A next step could be to create a mind, with a piece that works similar to the paretial lobe to give it a sense of self or temporal existence.
> it looks smart to people despite being quite mechanical
Note that brains themselves are also "quite mechanical", as is any physical system or piece of software. "Looks smart", in the limit, reduces to "is smart".
Brains themselves have a lot more mechanisms to cause emergent behavior what with all the adaptive organic layers so I can't really compare the two 1-1.
eh, transformers are universal differentiable layered hash tables. that's incredibly powerful. most logic is just pulling symbols and matching structures with "hash"es.
if intelligence is just reasonable manipulation of logic it's unsurprising that an LLM could be intelligent, what maybe is surprising is that we have ~intelligence without going up a few more orders of magnitude in size, what's possibly more surprising is that training it on the internet got it doing the things it's doing
Any arbitrarily complex system must be made of simpler components, recursively down to arbitrary levels of simplicity. If you zoom in enough everything is dumb.

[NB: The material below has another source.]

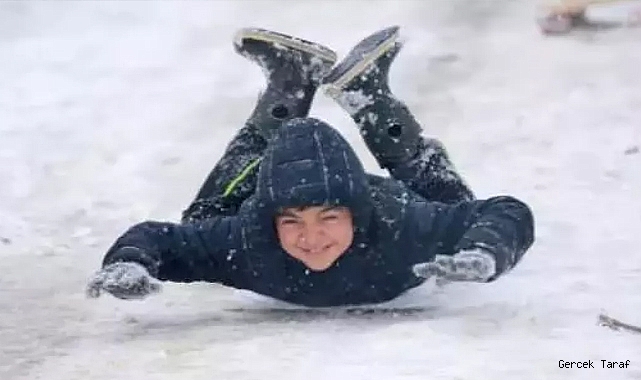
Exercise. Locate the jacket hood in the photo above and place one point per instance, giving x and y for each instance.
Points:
(310, 164)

Biological Neuron: Processes information through complex, nonlinear integration of thousands of excitatory and inhibitory inputs across dendritic trees, producing spiking outputs with rich temporal patterns. It adapts dynamically via synaptic plasticity, neuromodulation, and structural changes, operating in a probabilistic, energy-efficient manner within oscillatory networks.
Artificial Neuron: Performs simple, linear summation of weighted inputs, applies a static activation function, and produces a single scalar output. It lacks temporal dynamics, local plasticity, or neuromodulation, operating deterministically with high computational cost and fixed connectivity.

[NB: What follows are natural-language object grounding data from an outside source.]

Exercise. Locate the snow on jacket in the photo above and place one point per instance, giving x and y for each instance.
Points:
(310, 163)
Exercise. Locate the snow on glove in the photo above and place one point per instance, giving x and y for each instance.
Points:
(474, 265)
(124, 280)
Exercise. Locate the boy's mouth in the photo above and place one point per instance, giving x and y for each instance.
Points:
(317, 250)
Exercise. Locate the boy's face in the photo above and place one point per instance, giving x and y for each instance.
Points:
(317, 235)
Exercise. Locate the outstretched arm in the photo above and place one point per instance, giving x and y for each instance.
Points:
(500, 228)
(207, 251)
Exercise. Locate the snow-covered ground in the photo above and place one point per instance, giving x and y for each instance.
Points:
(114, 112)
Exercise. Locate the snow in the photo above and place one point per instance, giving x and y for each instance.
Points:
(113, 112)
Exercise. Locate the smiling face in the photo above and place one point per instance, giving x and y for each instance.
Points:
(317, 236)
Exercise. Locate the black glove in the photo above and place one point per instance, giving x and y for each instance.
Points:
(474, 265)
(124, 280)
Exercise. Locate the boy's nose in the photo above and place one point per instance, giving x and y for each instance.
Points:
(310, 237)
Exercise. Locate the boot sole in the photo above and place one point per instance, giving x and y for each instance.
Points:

"Dendrites can implement non‑linear sub‑units and even logic‑gate‑like behavior before the soma integrates them, whereas the standard artificial neuron uses a plain weighted sum."
"Neurotransmitter diversity (e.g., glutamate, GABA, dopamine) allows different semantics on each connection. An artificial edge conveys only a signed scalar."
Just because it is theoretically possible to scale your way through sheer brute force alone using a trillion times the compute doesn't mean that you can't come up with a better compute scaling architecture that uses less energy.
It's the same as having a turing machine with one tape vs multiple tapes. In theory it changes nothing, in practice having even the simplest algorithms be quadratic is a huge drag.
The problem with previous AI approaches is that humans wanted to make use of their domain expertise and ended up anthropomorphizing the ML models, which resulted in them being overtaken by people who invested little in domain expertise and more into compute scaling. The quintessential bitter lesson. With the advent of the bitter lesson, people who don't understand anything at all except the concept "bigger is better" arrived, and they think that they can wring out blood from a stone. The problem they run into is that they are trying to get something out of compute scaling that you can't get out of compute scaling.
What they want to do is satisfy a problem definition using an architecture that is designed to solve a completely different problem definition. The AGI compute scaling crowd wants something that is capable of responding and learning through experience, out of something that is inherently designed and punished to not learn through experience. The key aspect "continual learning" does not rely on domain knowledge. It is a compute scaling paradigm, but it's not the same compute scaling paradigm that static weights represent. You can't bet on donkeys in a horse race and expect to win, but since everyone is bringing donkeys to the race it sure looks like you can.
My personal bet is that we will use self referential matrices and other meta learning strategies. The days of hand tuning learning rates to produce pre-baked weights should be over by the end of the decade.